We report the characterization in the human genome of 966 pseudogenes derived from the four human Y (hY) RNAs, components of the Ro/SS-A autoantigen. About 95% of the Y RNA pseudogenes are found in corresponding locations on the chimpanzee and human chromosomes. On the contrary, Y pseudogenes in mice are both infrequent and found in different genomic regions. In addition to this rodent/primate discrepancy, the conservation of hY pseudogenes relative to hY genes suggests that they occurred after rodent/primate divergence. Flanking regions of hY pseudogenes contain convincing evidence for involvement of the L1 retrotransposition machinery. Although Alu elements are found in close proximity to most hY pseudogenes, these are not chimeric retrogenes. Point mutations in hY RNA transcripts specifically affecting binding of Ro60 protein likely contributed to their selection for direct trans retrotransposition. This represents a novel requirement for the selection of specific RNAs for their genomic integration by the L1 retrotransposition machinery. Over 40% of the hY pseudogenes are found in intronic regions of protein-coding genes. Considering the functions of proteins known to bind subsets of hY RNAs, hY pseudogenes constitute a new class of L1-dependent non-autonomous retroelements, potentially involved in post-transcriptional regulation of gene expression.

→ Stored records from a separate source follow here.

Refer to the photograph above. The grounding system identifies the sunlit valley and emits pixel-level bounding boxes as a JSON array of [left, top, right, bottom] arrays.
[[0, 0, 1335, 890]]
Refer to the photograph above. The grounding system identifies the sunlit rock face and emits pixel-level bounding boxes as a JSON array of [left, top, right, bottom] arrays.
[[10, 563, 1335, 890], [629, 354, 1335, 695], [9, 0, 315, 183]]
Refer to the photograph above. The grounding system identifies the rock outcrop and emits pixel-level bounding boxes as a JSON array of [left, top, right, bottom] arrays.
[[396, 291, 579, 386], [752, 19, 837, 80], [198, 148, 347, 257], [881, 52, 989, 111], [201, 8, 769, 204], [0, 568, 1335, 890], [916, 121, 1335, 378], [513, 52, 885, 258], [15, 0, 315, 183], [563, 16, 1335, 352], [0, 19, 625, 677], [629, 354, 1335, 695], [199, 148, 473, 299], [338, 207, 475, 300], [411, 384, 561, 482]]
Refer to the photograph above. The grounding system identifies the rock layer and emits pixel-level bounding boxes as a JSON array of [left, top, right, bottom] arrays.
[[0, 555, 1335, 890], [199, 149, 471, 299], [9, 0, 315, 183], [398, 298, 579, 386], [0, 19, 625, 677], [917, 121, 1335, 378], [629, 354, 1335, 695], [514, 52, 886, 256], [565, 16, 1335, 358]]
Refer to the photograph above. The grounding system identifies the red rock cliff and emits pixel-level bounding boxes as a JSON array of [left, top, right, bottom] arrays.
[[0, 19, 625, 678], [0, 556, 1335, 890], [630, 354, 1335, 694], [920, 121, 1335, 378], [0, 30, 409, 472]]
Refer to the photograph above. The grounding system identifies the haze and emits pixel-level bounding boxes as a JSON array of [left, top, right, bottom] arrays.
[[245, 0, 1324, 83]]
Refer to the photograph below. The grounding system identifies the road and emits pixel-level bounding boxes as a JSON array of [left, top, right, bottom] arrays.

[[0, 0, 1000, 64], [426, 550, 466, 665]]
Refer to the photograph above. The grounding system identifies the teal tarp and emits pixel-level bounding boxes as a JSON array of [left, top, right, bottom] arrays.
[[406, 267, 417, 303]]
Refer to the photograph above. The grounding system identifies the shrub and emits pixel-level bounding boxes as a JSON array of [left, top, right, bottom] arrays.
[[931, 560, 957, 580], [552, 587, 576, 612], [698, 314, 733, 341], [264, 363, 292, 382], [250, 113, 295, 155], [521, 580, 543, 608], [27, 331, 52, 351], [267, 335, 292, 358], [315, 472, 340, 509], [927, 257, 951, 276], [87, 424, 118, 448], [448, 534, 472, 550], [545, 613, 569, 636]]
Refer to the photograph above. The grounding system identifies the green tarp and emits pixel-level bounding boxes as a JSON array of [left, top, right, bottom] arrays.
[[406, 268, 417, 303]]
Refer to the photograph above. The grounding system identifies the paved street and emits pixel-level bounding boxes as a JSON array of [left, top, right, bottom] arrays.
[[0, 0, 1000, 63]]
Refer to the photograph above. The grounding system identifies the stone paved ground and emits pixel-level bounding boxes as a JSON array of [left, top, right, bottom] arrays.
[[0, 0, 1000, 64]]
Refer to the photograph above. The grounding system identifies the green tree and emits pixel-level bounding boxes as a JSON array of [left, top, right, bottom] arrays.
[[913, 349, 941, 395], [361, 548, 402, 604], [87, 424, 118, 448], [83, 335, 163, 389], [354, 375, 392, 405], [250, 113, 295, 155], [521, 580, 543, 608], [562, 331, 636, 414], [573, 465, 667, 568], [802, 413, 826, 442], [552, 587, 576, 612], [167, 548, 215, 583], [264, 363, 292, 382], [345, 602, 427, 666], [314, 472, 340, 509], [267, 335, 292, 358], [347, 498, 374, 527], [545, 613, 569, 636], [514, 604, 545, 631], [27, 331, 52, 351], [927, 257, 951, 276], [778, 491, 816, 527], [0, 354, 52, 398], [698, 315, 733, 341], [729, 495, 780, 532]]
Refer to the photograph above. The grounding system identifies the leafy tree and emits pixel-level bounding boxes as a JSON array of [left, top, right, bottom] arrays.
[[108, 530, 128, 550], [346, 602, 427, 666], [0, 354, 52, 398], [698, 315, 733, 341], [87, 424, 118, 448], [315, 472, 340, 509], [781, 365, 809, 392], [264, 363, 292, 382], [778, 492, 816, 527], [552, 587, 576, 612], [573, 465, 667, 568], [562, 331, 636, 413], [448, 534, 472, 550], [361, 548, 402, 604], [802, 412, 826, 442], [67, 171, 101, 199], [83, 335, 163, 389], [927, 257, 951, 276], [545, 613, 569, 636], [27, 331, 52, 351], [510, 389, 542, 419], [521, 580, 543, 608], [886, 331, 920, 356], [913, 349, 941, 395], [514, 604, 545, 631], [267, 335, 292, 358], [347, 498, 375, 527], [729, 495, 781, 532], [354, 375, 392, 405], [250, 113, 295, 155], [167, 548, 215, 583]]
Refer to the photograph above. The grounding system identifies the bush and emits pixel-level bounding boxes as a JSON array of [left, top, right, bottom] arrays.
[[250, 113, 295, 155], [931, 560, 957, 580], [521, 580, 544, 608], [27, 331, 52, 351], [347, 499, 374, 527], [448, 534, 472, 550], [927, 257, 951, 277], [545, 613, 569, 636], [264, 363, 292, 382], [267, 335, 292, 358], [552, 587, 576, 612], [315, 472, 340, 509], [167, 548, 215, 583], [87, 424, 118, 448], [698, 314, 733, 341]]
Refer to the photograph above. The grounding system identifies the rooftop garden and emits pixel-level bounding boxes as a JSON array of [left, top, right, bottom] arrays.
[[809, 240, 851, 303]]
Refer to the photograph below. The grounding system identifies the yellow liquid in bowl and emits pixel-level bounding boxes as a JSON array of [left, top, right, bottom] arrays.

Characterization of the siRNAs associated with peach latent mosaic viroid infection.

The peach latent mosaic viroid (PLMVd) is a small, circular RNA species that has been shown to induce RNA silencing in plants. With the goal of better understanding the biological mechanism underlying this process, the siRNAs found in PLMVd infected peach leaves were isolated and sequenced. Analysis of the resulting data prompted several conclusions, including: i. PLMVd strands of both polarities are substrates for the Dicer-like enzymes found in peach leaves; ii. the more highly structured regions of PLMVd trigger the activity of the Dicer-like enzymes; and, iii. the circular PLMVd conformers appear to be favored for transport into the cytoplasm.